The code I am running is:
CUDA_VISIBLE_DEVICES=2 python inference.py
–config_path ./configs/VITONHD.yaml
–batch_size 1
–model_load_path ./ckpts/viton.ckpt
–save_dir ./logs

The script can be found at:

Device:

Other details:
nvcc: NVIDIA (R) Cuda compiler driver
Copyright (c) 2005-2022 NVIDIA Corporation
Built on Wed_Jun__8_16:49:14_PDT_2022
Cuda compilation tools, release 11.7, V11.7.99
Build cuda_11.7.r11.7/compiler.31442593_0

Please let me know what could be wrong with this.
I could not understand what was causing this CUDNN error to pop.
For completeness, I have rented the GPUs from paperspace.com to test a virtual try-on diffusion model.

@ptrblck
Hi, requesting you to please help. Thank you in advance!

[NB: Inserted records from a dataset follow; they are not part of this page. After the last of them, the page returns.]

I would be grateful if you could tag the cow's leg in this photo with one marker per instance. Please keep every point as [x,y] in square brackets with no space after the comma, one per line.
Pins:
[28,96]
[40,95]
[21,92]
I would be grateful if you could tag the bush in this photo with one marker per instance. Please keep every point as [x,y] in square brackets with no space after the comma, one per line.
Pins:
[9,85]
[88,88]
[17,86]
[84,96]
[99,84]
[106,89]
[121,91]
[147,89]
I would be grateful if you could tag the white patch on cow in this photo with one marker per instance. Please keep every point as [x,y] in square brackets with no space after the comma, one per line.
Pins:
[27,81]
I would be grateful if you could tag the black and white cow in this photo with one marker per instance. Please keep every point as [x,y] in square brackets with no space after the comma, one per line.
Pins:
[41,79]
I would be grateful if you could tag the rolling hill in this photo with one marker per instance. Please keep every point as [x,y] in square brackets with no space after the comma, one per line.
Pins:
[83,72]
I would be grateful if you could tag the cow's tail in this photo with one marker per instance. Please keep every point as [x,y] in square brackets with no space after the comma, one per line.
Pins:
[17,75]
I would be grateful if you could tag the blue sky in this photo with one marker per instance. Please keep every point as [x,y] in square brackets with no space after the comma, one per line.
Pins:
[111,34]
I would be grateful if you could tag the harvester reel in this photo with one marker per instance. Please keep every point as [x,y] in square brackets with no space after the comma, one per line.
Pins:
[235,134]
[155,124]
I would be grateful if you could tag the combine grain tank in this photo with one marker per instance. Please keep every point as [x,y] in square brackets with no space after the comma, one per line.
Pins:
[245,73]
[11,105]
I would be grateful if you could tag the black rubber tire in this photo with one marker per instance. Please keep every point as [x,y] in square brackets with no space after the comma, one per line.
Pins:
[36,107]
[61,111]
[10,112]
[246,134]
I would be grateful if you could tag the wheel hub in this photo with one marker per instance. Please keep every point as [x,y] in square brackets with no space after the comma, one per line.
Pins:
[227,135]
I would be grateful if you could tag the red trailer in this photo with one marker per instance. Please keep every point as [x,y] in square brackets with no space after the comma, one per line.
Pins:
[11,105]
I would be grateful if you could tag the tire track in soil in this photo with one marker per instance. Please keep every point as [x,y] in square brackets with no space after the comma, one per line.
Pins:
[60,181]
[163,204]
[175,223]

There is a way to get a more detailed error message than just the error enum by setting some environment variables: Troubleshooting — NVIDIA cuDNN 9.0.0 documentation I suggest you try that and then upload the log file you get. You can prepend this to your command line: CUDNN_LOGLEVEL_DBG=3 CUDNN_LOGDEST_DBG=$HOME/my_output_log.txt

Could you rerun your workload with the latest stable or nightly PyTorch release, if not already done, and check if you are still running into the same issue?